In [1]:
import pandas as pd
import numpy as np

# Load the data
data_path = 'car_filled.xlsx'
car_data = pd.read_excel(data_path)

# Data preprocessing function
def preprocess_data(df):
    """
    Preprocess the data, including handling columns with multiple values and one-hot encoding fuel types.
    """
    # Handle columns with multiple values (e.g., number of seats, starting MSRP), calculate the average
    for col in df.columns:
        if 'Number of seats' in col or 'Starting MSRP' in col or 'Safety score' in col:
            # Convert the values in the column to strings, then split by '/' and calculate the average
            df[col] = df[col].apply(lambda x: np.mean([float(i) for i in str(x).split('/') if i.isdigit()]))
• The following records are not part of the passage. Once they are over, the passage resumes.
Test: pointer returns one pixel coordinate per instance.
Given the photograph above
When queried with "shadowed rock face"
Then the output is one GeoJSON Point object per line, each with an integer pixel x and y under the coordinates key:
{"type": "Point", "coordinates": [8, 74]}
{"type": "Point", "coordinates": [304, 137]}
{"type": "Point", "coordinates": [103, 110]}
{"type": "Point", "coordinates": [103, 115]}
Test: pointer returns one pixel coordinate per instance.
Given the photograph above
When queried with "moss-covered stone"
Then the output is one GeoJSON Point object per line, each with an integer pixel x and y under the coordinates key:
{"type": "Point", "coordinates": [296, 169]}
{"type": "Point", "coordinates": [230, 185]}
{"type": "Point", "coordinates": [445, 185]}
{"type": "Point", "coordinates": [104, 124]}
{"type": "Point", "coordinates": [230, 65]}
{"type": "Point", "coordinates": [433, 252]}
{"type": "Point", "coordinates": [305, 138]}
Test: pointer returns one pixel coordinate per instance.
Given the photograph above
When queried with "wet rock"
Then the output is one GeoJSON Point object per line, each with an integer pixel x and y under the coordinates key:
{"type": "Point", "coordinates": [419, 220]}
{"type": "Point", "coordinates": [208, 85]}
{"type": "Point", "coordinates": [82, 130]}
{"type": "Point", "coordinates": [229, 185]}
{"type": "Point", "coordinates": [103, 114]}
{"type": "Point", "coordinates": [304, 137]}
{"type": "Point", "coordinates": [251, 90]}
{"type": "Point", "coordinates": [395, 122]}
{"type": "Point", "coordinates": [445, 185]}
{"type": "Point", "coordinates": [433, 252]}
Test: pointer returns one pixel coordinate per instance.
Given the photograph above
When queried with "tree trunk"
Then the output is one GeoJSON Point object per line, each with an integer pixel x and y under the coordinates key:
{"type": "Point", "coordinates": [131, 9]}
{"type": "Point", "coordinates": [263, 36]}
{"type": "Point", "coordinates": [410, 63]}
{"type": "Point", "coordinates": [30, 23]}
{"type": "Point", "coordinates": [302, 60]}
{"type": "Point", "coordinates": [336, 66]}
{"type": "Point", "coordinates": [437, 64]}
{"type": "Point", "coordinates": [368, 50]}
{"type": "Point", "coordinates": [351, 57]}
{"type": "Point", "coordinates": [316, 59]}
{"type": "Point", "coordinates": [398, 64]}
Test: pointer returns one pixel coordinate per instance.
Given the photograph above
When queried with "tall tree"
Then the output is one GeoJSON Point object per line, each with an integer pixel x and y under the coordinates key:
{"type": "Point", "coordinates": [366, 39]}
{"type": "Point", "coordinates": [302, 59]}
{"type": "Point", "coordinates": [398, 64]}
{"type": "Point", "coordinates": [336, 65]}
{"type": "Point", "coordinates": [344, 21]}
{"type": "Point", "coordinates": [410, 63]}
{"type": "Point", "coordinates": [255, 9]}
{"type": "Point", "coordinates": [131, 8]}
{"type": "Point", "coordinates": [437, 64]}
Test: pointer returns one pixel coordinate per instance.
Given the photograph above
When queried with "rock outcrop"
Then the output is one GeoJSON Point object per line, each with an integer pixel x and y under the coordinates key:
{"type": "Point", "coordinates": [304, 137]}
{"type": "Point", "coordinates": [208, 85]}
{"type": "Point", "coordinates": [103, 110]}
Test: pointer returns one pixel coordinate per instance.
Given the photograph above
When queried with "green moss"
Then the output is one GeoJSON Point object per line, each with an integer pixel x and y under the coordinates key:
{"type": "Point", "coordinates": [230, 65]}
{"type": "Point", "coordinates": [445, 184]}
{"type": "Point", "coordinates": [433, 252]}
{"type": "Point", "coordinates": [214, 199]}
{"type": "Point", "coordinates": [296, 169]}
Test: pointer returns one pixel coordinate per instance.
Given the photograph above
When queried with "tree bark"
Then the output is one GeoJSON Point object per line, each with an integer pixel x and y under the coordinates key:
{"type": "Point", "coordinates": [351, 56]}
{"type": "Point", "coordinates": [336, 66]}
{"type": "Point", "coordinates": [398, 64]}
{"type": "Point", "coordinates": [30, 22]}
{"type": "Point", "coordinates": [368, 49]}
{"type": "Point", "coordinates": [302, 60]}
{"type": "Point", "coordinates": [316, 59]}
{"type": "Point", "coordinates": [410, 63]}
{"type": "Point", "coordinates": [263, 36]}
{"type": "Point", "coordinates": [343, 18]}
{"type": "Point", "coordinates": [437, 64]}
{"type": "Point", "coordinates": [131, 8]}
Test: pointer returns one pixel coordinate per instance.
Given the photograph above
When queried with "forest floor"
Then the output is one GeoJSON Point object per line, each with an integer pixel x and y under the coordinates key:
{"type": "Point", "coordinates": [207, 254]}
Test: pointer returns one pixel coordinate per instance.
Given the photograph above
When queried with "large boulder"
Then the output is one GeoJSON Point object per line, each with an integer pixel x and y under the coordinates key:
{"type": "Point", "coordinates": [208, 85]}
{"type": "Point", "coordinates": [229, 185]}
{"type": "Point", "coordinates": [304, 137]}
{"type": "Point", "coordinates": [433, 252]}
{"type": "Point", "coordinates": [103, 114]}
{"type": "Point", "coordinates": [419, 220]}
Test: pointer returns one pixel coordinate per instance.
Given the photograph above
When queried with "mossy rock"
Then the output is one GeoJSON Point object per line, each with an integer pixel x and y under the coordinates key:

    # One-hot encode fuel types
    fuel_cols = [col for col in df.columns if 'fuel' in col]
    for col in fuel_cols:
        # Get all possible fuel types
        all_fuels = set('/'.join(df[col].astype(str).tolist()).split('/'))
        for fuel in all_fuels:
            # Create a new column for each fuel type, set to 1 if the current row contains that fuel type, else 0
            df[f'{col}_{fuel.strip()}'] = df[col].apply(lambda x: 1 if fuel.strip() in str(x) else 0)
        # Drop the original fuel type column
        df.drop(col, axis=1, inplace=True)

    return df

# Re-run the preprocessing function
preprocessed_data = preprocess_data(car_data.copy())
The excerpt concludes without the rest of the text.